Due to Gov. J.B. Pritzker’s eviction moratorium, which has been in effect since March of last year and was recently extended to April 3, Illinois landlords have been losing out on millions of dollars in payments each month.
According to Faust, the department estimated that by January there were between 350,000 and 540,000 renters who were at risk for eviction once the moratorium expires, and that tenants owed their landlords around $1 billion. However, Faust said she believes, based on “rough math,” that number should be around $800 million due to IHDA’s recent assistance program.
IHDA is now looking at how it will distribute approximately $500 million the department expects to receive from the second federal stimulus package passed under the Trump administration in December. Faust said IHDA hopes to have the program operational before May 1.
The Illinois Rental Protection Program, which will be the state’s new method of providing tenants and landlords assistance for missed payments, will feature a number of changes from the Emergency Rental Assistance Program.
Per those changes, a tenant will not need to produce a written lease to apply, as Illinois law does not require written leases for tenants to rent property. Landlords and housing providers will be able to apply on behalf of tenants, where previously it was required that tenants file the forms after missing rent payments.
Per another change, grants distributed through the program will be in exact amounts according to the tenant’s situation rather than a fixed $5,000 sum.
The threshold for eligibility will be adjusted for family size instead of being a uniform number for all households, and applicants who are unemployed and earn less than 50 percent of the Area Median Income, based on U.S. Housing and Urban Development data, will receive prioritization for grants.
The new program will not have mortgage assistance, which was absent from the December stimulus package.

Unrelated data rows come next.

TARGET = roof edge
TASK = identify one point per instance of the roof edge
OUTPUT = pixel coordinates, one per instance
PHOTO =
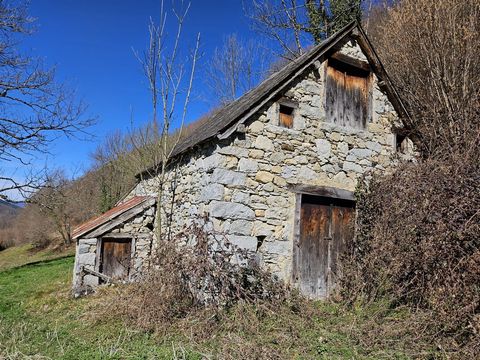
(145, 202)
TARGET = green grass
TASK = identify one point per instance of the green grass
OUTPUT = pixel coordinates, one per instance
(39, 319)
(24, 254)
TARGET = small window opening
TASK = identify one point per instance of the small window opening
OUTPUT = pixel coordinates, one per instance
(286, 116)
(260, 240)
(401, 143)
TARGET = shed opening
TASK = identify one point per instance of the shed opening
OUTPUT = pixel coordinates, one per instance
(325, 228)
(116, 258)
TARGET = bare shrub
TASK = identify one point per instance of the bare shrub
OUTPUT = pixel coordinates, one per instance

The U.S. House of Representatives passed a third round of coronavirus stimulus on March 10. The bill, known as the American Rescue Plan, puts $1.9 trillion dollars towards COVID-19 relief nationwide.
“There will be more funds coming, and this time it will be for rental and mortgage assistance,” Faust said.
Following Faust’s testimony, the committee debated and ultimately struck down a bill from Republican Rep. Charlie Meier of Okawville that sought to strip some Illinois tenants of eviction protections granted under the governor’s executive order.
According to Meier, the bill would be targeted at residents who were taking advantage of the moratorium to not make utility payments or engage in other bad faith actions to the detriment of struggling mom-and-pop landlords.
“You have my commitment to work with you on this issue but I can’t support this bill in its current form,” Will Guzzardi, D-Chicago, who chairs the Housing Committee, said before calling for a vote. Nine Republicans and one Democrat voted in favor of the legislation, with 12 Democrats voting against it.